From: Wu Fengguang <fengguang.wu@intel.com>
To: Mel Gorman <mgorman@suse.de>
Cc: Greg Thelen <gthelen@google.com>, Jan Kara <jack@suse.cz>,
"bsingharora@gmail.com" <bsingharora@gmail.com>,
Hugh Dickins <hughd@google.com>, Michal Hocko <mhocko@suse.cz>,
linux-mm@kvack.org, Ying Han <yinghan@google.com>,
"hannes@cmpxchg.org" <hannes@cmpxchg.org>,
KAMEZAWA Hiroyuki <kamezawa.hiroyu@jp.fujitsu.com>,
Rik van Riel <riel@redhat.com>,
Minchan Kim <minchan.kim@gmail.com>
Subject: Re: reclaim the LRU lists full of dirty/writeback pages
Date: Tue, 14 Feb 2012 21:18:12 +0800 [thread overview]

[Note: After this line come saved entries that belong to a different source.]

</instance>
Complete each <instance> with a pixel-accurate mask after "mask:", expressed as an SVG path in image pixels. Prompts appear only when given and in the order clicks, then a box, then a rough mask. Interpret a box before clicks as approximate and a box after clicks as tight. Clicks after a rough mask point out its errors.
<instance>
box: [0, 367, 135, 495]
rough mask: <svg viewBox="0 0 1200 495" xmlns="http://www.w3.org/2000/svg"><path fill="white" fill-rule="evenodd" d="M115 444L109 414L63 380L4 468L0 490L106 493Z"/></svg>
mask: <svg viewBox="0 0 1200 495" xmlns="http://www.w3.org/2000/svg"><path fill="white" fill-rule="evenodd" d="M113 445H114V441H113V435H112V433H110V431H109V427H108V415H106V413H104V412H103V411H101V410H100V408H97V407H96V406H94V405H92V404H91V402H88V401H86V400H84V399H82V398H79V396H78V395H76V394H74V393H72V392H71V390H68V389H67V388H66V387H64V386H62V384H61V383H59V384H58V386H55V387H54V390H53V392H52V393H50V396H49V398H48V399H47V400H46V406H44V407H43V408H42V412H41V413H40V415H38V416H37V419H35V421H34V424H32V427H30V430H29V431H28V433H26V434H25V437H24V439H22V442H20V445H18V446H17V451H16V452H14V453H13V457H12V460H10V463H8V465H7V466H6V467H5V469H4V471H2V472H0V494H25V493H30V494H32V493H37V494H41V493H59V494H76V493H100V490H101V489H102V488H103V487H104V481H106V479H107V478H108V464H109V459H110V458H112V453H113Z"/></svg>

Message-ID: <20120214131812.GA17625@localhost> (raw)
In-Reply-To: <20120214101931.GB5938@suse.de>
On Tue, Feb 14, 2012 at 10:19:31AM +0000, Mel Gorman wrote:
> On Sat, Feb 11, 2012 at 08:44:45PM +0800, Wu Fengguang wrote:
> > <SNIP>
> > --- linux.orig/mm/vmscan.c 2012-02-03 21:42:21.000000000 +0800
> > +++ linux/mm/vmscan.c 2012-02-11 17:28:54.000000000 +0800
> > @@ -813,6 +813,8 @@ static unsigned long shrink_page_list(st
> >
> > if (PageWriteback(page)) {
> > nr_writeback++;
> > + if (PageReclaim(page))
> > + congestion_wait(BLK_RW_ASYNC, HZ/10);
> > /*
> > * Synchronous reclaim cannot queue pages for
> > * writeback due to the possibility of stack overflow
>
> I didn't look closely at the rest of the patch, I'm just focusing on the
> congestion_wait part. You called this out yourself but this is in fact
> really really bad. If this is in place and a user copies a large amount of
> data to slow storage like a USB stick, the system will stall severely. A
> parallel streaming reader will certainly have major issues as it will enter
> page reclaim, find a bunch of dirty USB-backed pages at the end of the LRU
> (20% of memory potentially) and stall for HZ/10 on each one of them. How
> badly each process is affected will vary.
Cannot agree any more the principle...me just want to demonstrate the
idea first :-)
> For the OOM problem, a more reasonable stopgap might be to identify when
> a process is scanning a memcg at high priority and encountered all
> PageReclaim with no forward progress and to congestion_wait() if that
> situation occurs. A preferable way would be to wait until the flusher
> wakes up a waiter on PageReclaim pages to be written out because we want
> to keep moving way from congestion_wait() if at all possible.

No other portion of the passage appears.